Compiling a big program can be a bit of a pain, though, so it is probably only worthwhile if you have a program that you use very frequently. Also compilers aren't magic, the bottleneck in the program you want to run could be various things: CPU stuff, memory bandwidth, weird memory access patterns, disk access, network access, etc. The compiler mostly just helps with the first one.

Also, note that some libraries, like Intel's MKL, are able to check what processor you are using and just dispatch the appropriate code (your mileage may vary, they sometimes don't keep up with changes in AMD processors, causing great annoyance).

josefx · on Dec 10, 2021

> "-fno-math-errno" ... can be turned on without any problems.

There is even a good reason for that, math-errno is a posix requirement and completely optional in both C and C++ standards. If your code is intended to be portable it should avoid relying on this anti-feature anyway.

bla3 · on Dec 9, 2021

Recent post on the same topic that gets the same information across with fewer words: https://kristerw.github.io/2021/10/19/fast-math/

toolslive · on Dec 9, 2021

Once spent 2 days trying to find out why a python prototype yielded different results on a different platform (in casu Solaris).
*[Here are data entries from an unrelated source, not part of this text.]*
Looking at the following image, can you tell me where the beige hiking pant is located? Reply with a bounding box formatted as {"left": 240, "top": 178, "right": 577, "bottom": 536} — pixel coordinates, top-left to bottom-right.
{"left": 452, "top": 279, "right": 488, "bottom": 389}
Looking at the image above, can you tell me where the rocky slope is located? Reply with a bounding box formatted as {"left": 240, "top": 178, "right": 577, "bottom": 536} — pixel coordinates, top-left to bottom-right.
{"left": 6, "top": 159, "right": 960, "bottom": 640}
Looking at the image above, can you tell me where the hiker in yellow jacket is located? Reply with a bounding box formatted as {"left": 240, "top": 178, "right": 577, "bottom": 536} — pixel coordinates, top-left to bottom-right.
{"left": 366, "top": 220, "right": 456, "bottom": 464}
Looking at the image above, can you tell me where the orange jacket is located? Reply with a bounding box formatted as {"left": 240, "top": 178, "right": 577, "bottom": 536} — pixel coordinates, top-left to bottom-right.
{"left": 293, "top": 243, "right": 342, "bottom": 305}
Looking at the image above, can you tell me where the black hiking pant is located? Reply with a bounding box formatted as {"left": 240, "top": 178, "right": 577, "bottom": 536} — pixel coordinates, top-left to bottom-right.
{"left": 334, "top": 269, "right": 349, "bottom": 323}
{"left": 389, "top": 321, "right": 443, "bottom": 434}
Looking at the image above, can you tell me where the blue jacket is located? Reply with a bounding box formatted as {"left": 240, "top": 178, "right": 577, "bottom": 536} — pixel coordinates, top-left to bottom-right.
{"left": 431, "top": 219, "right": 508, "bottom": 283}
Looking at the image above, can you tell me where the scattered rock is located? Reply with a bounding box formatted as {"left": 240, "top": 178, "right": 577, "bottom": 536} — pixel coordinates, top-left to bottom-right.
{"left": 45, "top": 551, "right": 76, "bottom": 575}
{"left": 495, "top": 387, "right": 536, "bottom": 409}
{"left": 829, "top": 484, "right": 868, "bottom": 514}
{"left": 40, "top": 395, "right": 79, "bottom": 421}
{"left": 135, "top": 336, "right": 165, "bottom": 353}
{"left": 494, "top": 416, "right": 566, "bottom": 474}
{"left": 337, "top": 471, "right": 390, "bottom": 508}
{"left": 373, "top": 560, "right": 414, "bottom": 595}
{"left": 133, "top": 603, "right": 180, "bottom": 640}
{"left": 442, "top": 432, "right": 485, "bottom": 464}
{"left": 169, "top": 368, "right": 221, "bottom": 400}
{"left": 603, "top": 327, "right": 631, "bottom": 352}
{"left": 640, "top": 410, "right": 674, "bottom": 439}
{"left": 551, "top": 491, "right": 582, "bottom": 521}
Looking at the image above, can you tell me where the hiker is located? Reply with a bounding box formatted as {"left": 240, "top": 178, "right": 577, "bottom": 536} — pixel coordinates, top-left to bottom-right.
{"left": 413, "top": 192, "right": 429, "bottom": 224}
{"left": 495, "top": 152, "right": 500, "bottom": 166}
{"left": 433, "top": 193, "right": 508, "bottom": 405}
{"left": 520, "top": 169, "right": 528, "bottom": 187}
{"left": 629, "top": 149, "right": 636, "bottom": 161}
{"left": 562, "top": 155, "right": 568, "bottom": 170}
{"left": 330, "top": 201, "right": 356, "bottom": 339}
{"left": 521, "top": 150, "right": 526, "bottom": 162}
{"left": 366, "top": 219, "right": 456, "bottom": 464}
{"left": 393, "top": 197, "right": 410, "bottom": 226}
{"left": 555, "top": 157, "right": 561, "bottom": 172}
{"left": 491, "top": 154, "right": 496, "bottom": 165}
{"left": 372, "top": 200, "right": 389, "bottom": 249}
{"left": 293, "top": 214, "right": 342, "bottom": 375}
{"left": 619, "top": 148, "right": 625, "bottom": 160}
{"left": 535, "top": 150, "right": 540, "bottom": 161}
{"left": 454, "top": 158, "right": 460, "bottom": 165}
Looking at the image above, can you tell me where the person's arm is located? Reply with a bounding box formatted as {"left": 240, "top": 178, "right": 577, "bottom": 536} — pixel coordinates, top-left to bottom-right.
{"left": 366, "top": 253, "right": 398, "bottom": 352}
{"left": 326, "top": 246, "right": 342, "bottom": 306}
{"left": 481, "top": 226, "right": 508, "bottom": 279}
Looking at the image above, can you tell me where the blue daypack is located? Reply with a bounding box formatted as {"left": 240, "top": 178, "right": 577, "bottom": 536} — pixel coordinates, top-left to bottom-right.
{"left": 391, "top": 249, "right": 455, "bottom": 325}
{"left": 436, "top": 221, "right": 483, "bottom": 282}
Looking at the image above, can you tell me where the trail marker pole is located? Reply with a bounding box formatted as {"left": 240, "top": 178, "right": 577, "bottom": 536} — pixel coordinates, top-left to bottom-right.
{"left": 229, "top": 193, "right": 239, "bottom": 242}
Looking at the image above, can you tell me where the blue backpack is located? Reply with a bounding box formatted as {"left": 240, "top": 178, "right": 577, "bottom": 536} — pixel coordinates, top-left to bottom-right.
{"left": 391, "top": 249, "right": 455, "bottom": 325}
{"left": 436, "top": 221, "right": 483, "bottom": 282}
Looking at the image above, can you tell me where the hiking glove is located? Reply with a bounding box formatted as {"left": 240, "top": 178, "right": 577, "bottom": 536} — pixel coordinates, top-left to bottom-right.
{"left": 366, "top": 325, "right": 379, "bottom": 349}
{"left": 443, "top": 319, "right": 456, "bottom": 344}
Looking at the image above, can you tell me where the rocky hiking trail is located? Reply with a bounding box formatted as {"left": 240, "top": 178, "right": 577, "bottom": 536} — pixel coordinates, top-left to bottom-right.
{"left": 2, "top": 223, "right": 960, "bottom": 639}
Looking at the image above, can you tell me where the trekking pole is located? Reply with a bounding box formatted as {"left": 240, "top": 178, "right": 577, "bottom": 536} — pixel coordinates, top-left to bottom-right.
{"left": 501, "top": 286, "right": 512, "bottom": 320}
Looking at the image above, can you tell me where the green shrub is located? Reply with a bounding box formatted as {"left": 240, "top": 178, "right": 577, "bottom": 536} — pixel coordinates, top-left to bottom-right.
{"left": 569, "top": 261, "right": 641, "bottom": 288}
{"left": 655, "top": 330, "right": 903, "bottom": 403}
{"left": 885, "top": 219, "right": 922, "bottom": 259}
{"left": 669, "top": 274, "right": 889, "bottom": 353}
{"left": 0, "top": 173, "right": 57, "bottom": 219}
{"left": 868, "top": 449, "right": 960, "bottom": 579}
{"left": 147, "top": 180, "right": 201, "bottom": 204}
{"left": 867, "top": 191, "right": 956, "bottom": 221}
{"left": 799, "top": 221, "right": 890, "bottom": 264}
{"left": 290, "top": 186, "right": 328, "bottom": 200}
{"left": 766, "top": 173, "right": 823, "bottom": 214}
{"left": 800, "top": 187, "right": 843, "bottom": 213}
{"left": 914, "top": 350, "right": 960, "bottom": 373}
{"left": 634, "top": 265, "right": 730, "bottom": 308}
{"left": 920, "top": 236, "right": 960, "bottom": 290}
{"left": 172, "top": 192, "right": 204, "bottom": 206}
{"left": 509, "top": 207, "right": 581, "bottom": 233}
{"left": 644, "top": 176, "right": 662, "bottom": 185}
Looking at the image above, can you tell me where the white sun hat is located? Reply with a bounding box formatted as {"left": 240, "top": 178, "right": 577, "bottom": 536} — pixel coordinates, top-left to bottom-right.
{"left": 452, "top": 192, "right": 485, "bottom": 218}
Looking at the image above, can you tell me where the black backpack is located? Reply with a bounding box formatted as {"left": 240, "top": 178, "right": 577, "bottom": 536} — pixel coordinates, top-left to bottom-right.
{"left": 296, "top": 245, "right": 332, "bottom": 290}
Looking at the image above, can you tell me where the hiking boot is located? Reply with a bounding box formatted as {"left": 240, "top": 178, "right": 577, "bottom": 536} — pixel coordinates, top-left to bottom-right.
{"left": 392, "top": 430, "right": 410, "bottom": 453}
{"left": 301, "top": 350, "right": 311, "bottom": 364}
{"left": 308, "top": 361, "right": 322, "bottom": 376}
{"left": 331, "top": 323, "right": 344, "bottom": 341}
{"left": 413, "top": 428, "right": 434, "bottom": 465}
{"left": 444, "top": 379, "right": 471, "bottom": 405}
Eventually discovered that an unnamed culprit implemented the cunning plan to compile the interpreter with `-ffast-math`. Fun times

Symmetry · on Dec 9, 2021

I sort of assume the main benefit of assuming no NaNs is being able to replace `a == a` with `true`?

The handling of isnan is certainly a big question. I can see wanting to respect that, but I can also see littering your code with assertions that isnan is false and compiling with normal optimizations and then hoping that later recompiling with fast-math and all its attendant "fun, safe optimizations" will let you avoid any performance penalty for all those asserts.

jcranmer · on Dec 9, 2021

There's also several cases where handling NaNs "correctly" may require a fair amount of extra work (C99's behavior for complex multiplication is far more complicated when NaNs are involved).

dahart · on Dec 9, 2021

I’ve long wondered if changing the name to something like -ffast_inaccurate_math might help stem the tide of surprises and mistakes. Having only “fast” in the name makes it sounds like a good thing, rather than a tradeoff to consider.